Wyobraźmy sobie, że żyjemy w czasach średniowiecznych. Ślub był czymś rzadkim i zarezerwowanym tylko dla najwyższych sfer społecznych. Dla większości małżeństwo pozostawało nieosiągalnym luksusem. Zwykli ludzie żyli w tzw. konkubinatach, nieakceptowanych przez Kościół związkach bez formalnych ceremonii. Ta szokująca prawda zburzy wszystkie nasze wyobrażenia o małżeństwach w średniowieczu.
Śluby były rzadkością i symbolem statusu społecznego
Małżeństwo w średniowieczu było symbolem prestiżu i dostępne jedynie dla elit. Dla większości zwykłych ludzi stanowiło nieosiągalny luksus. Śluby były rzadkością, zarezerwowaną dla rodzin arystokratycznych, które zawierały je dla celów politycznych i majątkowych.
Ceremonie ślubne miały na celu sformalizowanie sojuszy między wpływowymi rodami i ustalenie prawnych dziedziczenia majątku. Dla niższych warstw społecznych brak ślubu w średniowieczu był normą, gdyż nie posiadali oni dóbr, które uzasadniałyby zawarcie oficjalnego związku małżeńskiego.
Historyczka Ruth Karras wyjaśnia, że przedstawiciele niższych stanów po prostu nie byli nawet brany pod uwagę, kiedy chodziło o możliwość wzięcia ślubu.
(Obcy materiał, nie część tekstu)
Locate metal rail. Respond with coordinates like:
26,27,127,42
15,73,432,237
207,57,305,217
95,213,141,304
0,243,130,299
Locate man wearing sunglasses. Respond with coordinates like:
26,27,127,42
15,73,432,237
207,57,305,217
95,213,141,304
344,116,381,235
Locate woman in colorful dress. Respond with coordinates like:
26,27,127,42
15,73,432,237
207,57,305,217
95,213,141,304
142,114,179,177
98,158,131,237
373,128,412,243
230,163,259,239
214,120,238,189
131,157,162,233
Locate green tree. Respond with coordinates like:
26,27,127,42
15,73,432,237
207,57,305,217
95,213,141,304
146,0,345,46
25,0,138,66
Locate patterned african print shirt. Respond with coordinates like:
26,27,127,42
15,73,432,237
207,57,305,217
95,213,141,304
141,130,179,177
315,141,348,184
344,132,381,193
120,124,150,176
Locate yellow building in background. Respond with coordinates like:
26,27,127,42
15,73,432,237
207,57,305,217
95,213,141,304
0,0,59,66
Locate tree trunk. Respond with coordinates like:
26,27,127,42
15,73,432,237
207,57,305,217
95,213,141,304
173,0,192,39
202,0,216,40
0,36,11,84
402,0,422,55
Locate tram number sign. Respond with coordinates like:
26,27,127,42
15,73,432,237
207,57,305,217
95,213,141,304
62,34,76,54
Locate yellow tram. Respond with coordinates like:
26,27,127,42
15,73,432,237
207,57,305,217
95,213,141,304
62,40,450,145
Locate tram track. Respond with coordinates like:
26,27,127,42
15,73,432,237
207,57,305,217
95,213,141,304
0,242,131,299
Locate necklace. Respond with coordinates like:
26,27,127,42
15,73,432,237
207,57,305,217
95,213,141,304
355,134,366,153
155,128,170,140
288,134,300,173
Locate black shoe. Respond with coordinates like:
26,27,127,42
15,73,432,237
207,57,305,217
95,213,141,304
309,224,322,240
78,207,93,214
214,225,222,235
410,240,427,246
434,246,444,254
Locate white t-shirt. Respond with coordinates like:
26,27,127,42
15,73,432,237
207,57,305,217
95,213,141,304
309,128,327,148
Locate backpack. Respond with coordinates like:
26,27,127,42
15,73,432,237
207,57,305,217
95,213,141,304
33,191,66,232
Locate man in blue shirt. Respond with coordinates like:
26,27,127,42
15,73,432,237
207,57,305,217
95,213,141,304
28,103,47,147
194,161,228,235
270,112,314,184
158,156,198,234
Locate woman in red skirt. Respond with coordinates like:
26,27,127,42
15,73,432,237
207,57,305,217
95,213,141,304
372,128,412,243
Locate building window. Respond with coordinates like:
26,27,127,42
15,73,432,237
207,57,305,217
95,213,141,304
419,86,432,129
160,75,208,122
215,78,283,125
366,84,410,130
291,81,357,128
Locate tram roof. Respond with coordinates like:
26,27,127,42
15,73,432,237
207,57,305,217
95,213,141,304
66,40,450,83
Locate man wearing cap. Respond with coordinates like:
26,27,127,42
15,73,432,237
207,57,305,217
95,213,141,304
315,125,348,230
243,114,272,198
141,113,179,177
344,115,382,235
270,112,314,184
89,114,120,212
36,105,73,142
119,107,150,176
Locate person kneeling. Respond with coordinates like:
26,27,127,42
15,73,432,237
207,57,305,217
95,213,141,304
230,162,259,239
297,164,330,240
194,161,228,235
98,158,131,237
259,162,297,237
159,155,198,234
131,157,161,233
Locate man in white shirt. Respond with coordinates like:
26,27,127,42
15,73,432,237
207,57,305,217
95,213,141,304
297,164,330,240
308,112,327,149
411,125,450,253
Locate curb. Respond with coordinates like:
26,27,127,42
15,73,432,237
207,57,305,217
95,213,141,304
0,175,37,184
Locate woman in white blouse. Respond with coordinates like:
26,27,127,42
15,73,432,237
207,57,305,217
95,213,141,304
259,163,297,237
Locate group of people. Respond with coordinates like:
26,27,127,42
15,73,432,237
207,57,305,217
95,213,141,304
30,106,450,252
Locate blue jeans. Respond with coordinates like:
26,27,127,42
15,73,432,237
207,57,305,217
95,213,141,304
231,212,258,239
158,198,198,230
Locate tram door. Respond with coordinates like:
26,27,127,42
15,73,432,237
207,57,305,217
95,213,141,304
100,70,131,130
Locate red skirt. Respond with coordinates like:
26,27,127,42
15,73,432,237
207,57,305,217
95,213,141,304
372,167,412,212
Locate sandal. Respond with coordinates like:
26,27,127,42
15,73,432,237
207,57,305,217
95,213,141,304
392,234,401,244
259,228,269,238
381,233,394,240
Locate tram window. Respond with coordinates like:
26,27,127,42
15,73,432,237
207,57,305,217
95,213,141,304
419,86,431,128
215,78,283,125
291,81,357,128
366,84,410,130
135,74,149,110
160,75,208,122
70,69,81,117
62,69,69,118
Małżeństwa były zarezerwowane dla elit jako symbol ich wysokiego statusu społecznego.
Konkubinaty dominowały wśród niższych warstw społecznych
Podczas gdy wyższe sfery zawierały oficjalne małżeństwa, dla większości ludzi powszechną praktyką były trudności małżeńskie w średniowieczu w postaci tzw. konkubinatów - nieformalnych związków uznawanych za akceptowalne przez społeczeństwo, choć nieakceptowanych przez Kościół.
Przywilej formalnego małżeństwa był zarezerwowany dla tych, którzy dysponowali majątkiem i wpływami politycznymi. Dla pozostałych takie związki nie miały większego znaczenia, dlatego żyli oni w konkubinatach, które stanowiły dominującą formę relacji wśród niższych warstw społecznych.
- Konkubinaty nie były traktowane jako grzech i akceptowano wielożeństwo
- Kościół przywiązywał mniejszą wagę do faktycznej monogamii, niż do zasad dziedziczenia
- Granica pomiędzy małżeństwem a konkubinatem często była niejasna
Życie w konkubinacie było powszechnym doświadczeniem dla ludności średniowiecznej Europy. Stanowiło ono normę dla wszystkich warstw społecznych poza elitami władzy i majątku.
Czytaj więcej: Szokujące fakty o "czarnej legendzie" Władysława Jagiełły
Małżeństwo wcale nie było doktrynalnym priorytetem Kościoła

Wbrew powszechnym przekonaniom, epoka średniowiecza wcale nie była czasem, gdy instytucja małżeństwa stanowiła doktrynalny priorytet dla Kościoła. Przez stulecia hierarchowie kościelni akceptowali konkubinaty jako rzecz naturalną i nie uważali ich za grzech.
Dopiero po roku 800 zaczęto utrzymywać, że do zawarcia małżeństwa potrzebny jest ksiądz, ale minęło jeszcze kilkaset lat, zanim ten postulat został szeroko przyjęty. Nawet wtedy, Kościół nie traktował małżeństwa jako obowiązkowej lub podstawowej formy związku dla wiernych.
Żaden mezalians, czyli związek między osobami z różnych warstw społecznych, nie był uznawany za małżeństwo. Uważano je za konkubinaty, a Kościół nie przywiązywał większej wagi do kwestii monogamii czy trwałości takich relacji.
Podsumowując, choć małżeństwo w średniowieczu stanowiło przywilej elit, większość zwykłych ludzi żyła w konkubinatach, które były społecznie akceptowane. Kościół nie czynił też z instytucji małżeństwa doktrynalnego priorytetu, co zaskakuje w kontekście dzisiejszych wyobrażeń na ten temat.